Molecule reorganises itself for new functions
(Phys.org) -- The discovery of a synthetic molecule, made up of 60 simple components that are able to reorganise themselves to produce new functions, will lead to better understanding of nature's processes.
The incredibly complex structure of the pentagonal prismatic molecule was discovered when researchers working at The University of Queensland (UQ), The University of Cambridge, and Randolph-Macon College in the USA, formed the structure by transforming a tetrahedral molecule into a second structure - a barrel-like pentagonal prism.
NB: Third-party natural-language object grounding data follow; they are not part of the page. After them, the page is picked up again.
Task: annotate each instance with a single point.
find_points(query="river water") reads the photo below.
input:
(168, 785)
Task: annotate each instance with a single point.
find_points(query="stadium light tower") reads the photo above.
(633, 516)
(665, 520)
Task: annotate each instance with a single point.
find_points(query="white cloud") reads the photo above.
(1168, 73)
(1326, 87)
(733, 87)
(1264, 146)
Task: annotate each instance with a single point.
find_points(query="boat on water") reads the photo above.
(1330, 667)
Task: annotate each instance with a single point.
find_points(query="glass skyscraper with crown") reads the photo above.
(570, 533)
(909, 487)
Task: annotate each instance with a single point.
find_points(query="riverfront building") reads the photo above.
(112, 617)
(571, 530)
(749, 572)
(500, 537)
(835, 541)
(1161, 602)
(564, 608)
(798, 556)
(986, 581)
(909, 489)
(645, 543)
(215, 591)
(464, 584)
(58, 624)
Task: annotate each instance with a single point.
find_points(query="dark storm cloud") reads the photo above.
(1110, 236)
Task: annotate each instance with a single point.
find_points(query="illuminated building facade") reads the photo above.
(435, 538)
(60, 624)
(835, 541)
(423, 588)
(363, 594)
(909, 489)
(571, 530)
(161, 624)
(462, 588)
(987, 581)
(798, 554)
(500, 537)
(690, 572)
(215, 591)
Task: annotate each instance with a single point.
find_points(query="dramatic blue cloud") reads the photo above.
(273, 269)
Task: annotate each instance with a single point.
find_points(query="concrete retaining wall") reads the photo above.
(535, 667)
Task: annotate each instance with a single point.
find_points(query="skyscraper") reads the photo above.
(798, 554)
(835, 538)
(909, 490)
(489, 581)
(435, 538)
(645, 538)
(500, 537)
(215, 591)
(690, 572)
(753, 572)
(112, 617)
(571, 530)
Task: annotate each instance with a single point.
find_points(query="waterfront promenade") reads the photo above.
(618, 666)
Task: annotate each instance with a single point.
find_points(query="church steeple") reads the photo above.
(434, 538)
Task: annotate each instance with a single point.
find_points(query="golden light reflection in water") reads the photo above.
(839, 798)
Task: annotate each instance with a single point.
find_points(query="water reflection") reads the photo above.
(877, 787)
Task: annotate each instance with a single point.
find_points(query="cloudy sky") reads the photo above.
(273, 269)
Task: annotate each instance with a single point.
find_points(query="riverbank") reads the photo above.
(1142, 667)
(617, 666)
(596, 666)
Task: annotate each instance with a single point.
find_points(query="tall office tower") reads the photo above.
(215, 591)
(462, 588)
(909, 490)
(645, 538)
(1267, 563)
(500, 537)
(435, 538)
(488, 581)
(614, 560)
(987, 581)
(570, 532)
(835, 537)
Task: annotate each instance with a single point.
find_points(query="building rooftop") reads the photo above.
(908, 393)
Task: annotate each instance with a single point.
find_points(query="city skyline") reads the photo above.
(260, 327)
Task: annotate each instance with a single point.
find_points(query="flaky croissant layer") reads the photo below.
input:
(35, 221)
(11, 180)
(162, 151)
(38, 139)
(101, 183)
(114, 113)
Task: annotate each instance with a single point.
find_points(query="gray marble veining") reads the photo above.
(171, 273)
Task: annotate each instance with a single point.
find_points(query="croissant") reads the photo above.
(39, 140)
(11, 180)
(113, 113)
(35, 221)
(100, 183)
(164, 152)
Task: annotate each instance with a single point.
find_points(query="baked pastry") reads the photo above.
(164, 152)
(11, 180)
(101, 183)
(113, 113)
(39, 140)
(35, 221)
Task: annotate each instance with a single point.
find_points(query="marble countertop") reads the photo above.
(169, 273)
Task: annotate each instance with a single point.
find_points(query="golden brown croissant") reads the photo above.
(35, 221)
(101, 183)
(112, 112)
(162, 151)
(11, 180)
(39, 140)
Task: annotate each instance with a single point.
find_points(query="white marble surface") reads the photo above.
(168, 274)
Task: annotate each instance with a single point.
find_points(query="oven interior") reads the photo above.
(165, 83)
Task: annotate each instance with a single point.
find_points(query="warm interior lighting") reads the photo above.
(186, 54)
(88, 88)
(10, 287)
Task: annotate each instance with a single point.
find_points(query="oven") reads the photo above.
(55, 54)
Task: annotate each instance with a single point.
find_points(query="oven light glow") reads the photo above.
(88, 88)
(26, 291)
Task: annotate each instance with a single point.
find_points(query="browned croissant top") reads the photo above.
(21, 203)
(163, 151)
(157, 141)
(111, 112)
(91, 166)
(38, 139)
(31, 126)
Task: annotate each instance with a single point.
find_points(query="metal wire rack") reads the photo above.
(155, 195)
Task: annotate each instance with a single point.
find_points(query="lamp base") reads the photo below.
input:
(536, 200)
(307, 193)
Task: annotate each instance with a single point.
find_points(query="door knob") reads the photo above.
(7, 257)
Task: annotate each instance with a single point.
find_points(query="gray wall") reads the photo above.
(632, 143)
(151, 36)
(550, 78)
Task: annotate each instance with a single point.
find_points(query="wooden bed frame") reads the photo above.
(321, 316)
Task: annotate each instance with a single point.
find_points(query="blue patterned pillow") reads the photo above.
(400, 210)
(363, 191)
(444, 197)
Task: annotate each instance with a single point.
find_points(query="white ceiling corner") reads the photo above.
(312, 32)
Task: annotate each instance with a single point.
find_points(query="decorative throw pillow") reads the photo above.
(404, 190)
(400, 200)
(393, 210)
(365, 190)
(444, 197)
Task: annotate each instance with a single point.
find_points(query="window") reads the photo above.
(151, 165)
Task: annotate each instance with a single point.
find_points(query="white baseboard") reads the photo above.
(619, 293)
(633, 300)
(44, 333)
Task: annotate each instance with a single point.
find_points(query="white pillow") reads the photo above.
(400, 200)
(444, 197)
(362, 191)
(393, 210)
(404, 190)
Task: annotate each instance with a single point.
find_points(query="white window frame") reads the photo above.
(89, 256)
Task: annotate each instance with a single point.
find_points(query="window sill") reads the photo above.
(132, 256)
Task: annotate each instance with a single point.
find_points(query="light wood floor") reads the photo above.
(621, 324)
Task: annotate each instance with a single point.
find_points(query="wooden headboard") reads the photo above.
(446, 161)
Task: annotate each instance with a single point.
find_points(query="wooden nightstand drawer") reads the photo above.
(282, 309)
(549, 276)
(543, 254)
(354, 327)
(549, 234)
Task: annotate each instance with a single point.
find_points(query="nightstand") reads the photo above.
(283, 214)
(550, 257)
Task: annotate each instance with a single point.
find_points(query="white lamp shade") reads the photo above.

Understanding the structure of synthetic molecules which are able to reorganise themselves is important as it helps scientists to understand natural processes in molecules such as viruses which are assembled from small parts.
The finding was published this month in the journal Nature Chemistry and the researchers have produced a movie showing the molecule and its 60 simple components to assist readers to understand its complexity.
In synthesising the molecule, the researchers used a technique known as “self-assembly”, which regulates many of the complex and functional components in biological systems like DNA, to prepare a molecular tetrahedron from twenty-two simple building blocks.
The building blocks employed were then chemically programmed to spontaneously react together to form the desired molecule.
UQ's School of Chemistry & Molecular Biosciences Dr Jack Clegg said in addition of a chemical template, the tetrahedral molecule was reconfigured into a new barrel-like structure composed of an impressive 60 smaller molecules.
“Up until now we've only be able to do this on a very basic level,” Dr Clegg said.
"We've succeeded in preparing and characterising a new chemical system that is capable of structural reconstitution on receipt of one molecular signal to create a tight binding pocket for a chloride anion."
More information: Nature Chemistry ( DOI:10.1038/NCHEM.1407 , published online 5 August 2012).